Todo es desconcierto en Buenashebras, sólo Teresa “la Loca” se atreve a recordar lo inolvidable, en medio de la locura que se vuelve cuerda exonerando al terror, pretenden hacerla callar, pero no pueden.
Sigue diciendo, “la Loca”. Su voz trae a remolque los ayes que no nacieron en su pobre mente disociada.
Y sigue hablando por entre el nuevo paredón que reemplazó al caído sobre el cuerpito frágil de la muchacha que regresaba al hogar, aquella tarde debilucha, que no se atrevía a cruzar las fronteras de la noche.
Paredón donde con parejas letras azules hoy puede leerse “Buenashebras crece”.

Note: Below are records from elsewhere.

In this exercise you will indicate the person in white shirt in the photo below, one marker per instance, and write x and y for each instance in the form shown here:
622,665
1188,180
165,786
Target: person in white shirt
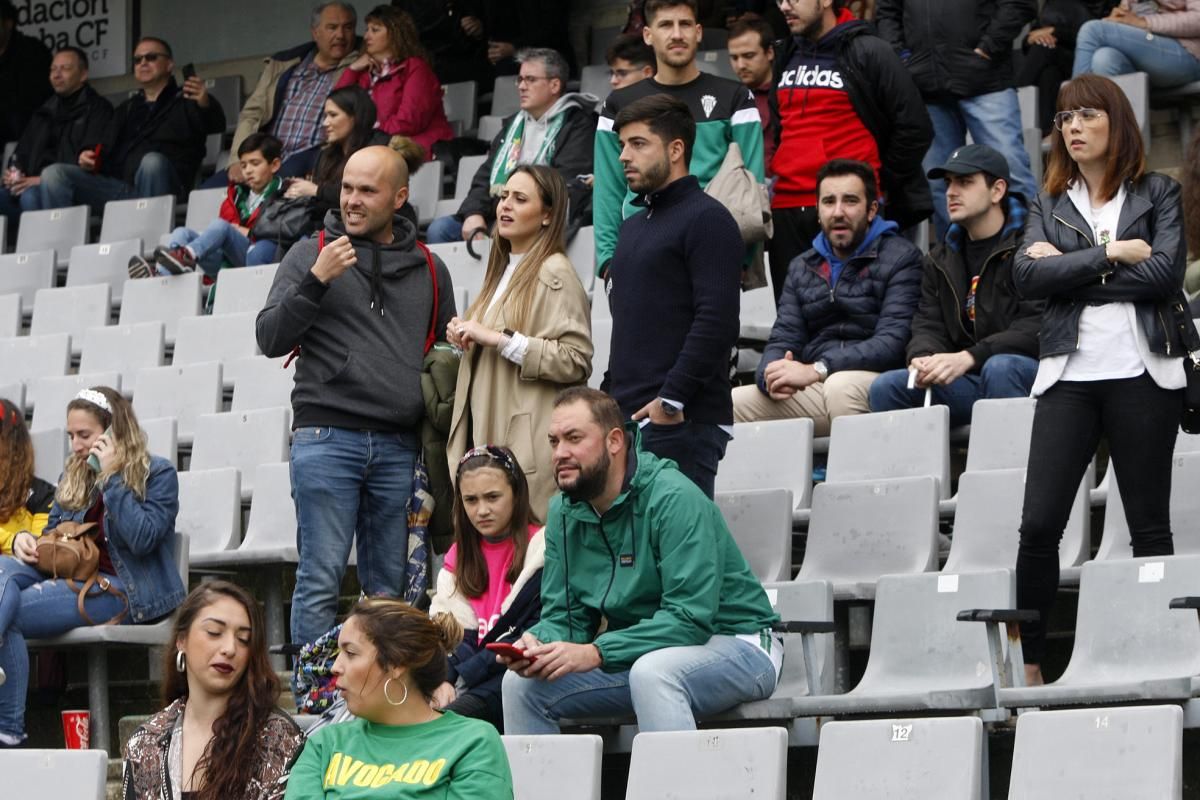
1104,248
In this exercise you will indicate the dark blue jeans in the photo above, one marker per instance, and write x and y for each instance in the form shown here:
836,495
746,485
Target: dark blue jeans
1140,422
1002,376
348,486
697,447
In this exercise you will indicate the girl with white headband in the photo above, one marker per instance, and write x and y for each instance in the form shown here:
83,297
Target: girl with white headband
133,498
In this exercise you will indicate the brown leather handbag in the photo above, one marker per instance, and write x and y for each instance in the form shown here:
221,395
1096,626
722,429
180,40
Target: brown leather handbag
70,552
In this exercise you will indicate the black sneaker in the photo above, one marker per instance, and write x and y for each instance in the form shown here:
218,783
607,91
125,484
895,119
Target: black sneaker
139,268
175,260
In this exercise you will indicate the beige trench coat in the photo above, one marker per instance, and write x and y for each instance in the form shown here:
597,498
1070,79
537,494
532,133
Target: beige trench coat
501,403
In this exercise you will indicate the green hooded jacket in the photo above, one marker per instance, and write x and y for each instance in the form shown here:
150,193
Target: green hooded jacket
659,566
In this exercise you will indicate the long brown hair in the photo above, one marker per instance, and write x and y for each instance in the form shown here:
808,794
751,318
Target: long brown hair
78,482
229,756
16,461
407,637
1127,151
402,36
471,569
519,296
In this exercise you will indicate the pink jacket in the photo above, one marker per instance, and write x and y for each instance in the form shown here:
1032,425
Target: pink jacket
1180,19
407,102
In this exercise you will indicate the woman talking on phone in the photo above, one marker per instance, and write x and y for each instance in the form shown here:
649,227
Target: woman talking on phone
112,480
1104,247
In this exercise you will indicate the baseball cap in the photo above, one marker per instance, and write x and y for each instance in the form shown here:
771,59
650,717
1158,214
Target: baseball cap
972,158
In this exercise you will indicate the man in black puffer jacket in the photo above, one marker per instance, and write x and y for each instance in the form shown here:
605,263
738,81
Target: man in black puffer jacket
960,56
846,311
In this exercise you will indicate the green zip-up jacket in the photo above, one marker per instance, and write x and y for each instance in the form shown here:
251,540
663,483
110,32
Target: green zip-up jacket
660,566
725,112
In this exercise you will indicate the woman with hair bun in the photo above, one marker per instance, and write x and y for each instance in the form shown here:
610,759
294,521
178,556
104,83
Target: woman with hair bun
391,659
111,480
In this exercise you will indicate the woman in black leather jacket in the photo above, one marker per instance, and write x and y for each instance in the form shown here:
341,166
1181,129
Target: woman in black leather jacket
1104,247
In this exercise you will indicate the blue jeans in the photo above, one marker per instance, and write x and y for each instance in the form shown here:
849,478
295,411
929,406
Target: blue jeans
1002,376
36,607
220,242
348,485
443,229
697,447
993,119
65,185
1114,49
666,689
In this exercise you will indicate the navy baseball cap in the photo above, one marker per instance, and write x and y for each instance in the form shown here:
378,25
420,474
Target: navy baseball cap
972,158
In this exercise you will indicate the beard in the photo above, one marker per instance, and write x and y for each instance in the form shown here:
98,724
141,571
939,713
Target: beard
591,481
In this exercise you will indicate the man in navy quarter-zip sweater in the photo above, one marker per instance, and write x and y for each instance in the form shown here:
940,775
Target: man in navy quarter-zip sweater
846,311
673,288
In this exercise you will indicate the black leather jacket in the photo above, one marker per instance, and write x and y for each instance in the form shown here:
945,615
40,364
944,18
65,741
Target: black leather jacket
1083,275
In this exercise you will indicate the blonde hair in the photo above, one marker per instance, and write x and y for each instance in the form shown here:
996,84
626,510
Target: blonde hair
77,486
517,298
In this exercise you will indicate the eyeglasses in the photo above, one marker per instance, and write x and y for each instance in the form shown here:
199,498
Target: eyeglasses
1087,115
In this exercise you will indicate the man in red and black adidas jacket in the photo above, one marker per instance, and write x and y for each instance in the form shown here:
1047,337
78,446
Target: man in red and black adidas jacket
841,92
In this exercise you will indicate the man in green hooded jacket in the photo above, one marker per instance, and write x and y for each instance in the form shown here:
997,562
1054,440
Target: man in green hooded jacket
648,606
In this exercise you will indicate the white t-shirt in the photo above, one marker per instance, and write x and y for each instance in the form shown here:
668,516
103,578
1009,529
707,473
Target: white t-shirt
1111,343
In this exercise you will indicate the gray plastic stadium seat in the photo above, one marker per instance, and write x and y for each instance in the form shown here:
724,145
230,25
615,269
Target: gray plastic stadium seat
862,530
1129,645
988,518
804,654
1185,512
49,452
147,218
24,274
1001,431
162,437
543,767
922,657
761,524
184,392
227,337
10,314
712,764
101,638
928,758
55,774
27,358
775,453
241,439
167,300
203,208
892,444
210,509
58,229
124,348
107,263
1121,753
244,289
48,396
70,310
601,346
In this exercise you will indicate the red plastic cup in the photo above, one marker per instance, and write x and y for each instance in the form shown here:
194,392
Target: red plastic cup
76,729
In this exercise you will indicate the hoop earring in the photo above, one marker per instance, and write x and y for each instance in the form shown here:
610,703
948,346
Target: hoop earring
388,697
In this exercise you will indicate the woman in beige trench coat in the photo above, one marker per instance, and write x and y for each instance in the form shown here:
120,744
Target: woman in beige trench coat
527,336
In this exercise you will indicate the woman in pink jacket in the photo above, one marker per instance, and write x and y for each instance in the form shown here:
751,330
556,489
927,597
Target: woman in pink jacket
1159,37
396,71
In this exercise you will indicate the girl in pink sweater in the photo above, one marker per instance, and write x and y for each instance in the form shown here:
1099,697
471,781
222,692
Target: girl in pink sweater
395,68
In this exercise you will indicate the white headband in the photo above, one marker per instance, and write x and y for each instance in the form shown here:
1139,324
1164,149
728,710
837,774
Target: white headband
95,398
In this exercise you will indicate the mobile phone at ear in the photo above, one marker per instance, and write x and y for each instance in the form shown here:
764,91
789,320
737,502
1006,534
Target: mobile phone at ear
91,457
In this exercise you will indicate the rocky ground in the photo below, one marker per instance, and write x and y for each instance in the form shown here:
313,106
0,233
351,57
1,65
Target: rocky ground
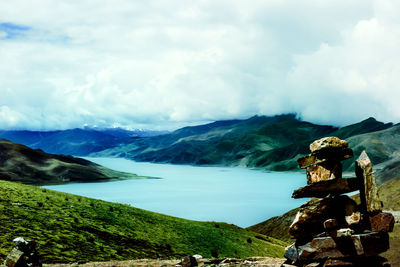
254,261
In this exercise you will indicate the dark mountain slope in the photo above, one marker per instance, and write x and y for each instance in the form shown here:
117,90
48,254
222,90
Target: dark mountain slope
79,142
365,126
256,142
22,164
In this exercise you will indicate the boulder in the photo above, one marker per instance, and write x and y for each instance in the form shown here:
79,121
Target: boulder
361,245
328,143
314,159
320,214
324,188
383,221
189,261
328,170
376,261
368,190
311,216
331,224
15,258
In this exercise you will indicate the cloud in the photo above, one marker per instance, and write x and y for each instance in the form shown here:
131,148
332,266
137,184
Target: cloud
163,64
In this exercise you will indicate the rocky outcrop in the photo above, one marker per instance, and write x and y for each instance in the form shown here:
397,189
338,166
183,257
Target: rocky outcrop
333,230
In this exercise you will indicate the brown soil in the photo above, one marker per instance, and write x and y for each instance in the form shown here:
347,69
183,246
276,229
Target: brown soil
254,261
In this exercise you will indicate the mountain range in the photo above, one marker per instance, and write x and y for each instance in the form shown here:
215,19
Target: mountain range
20,163
268,142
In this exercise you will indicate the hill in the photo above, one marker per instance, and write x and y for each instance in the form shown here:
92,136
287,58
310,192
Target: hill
271,143
77,142
80,228
22,164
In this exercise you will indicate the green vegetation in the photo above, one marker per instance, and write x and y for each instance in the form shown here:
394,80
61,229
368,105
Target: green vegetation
68,228
22,164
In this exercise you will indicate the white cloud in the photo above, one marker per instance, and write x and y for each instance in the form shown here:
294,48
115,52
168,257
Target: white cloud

Sólo el esqueleto de Grantelar, que muestra su osamenta abandonada a un costado de las seis hectáreas, podría ser el testigo fundamental si alguien quisiera saber de qué color era la ropa de aquella historia, que están a punto de asesinar de nuevo.
Atrapados por la ilusión del complejo que vendrá, arrastrada por cheques millonarios y acuerdos bajo la mesa, los amantes de la esperanza en un sistema donde el dinero es rey y la corrupción princesa, celebran la nueva muerte por asesinato de la memoria colectiva.
Buenashebras crece, reza el cartel y ya sabemos. Podrán pintar con brillos y promesas  las márgenes del parque transitable y el ensanchamiento de la avenida gris, como el recuerdo.
Sobre la memoria colectiva se agolpan otras sombras, llegan echando  sal sobre las cicatrices de la historia que seguirá sangrando, como siempre.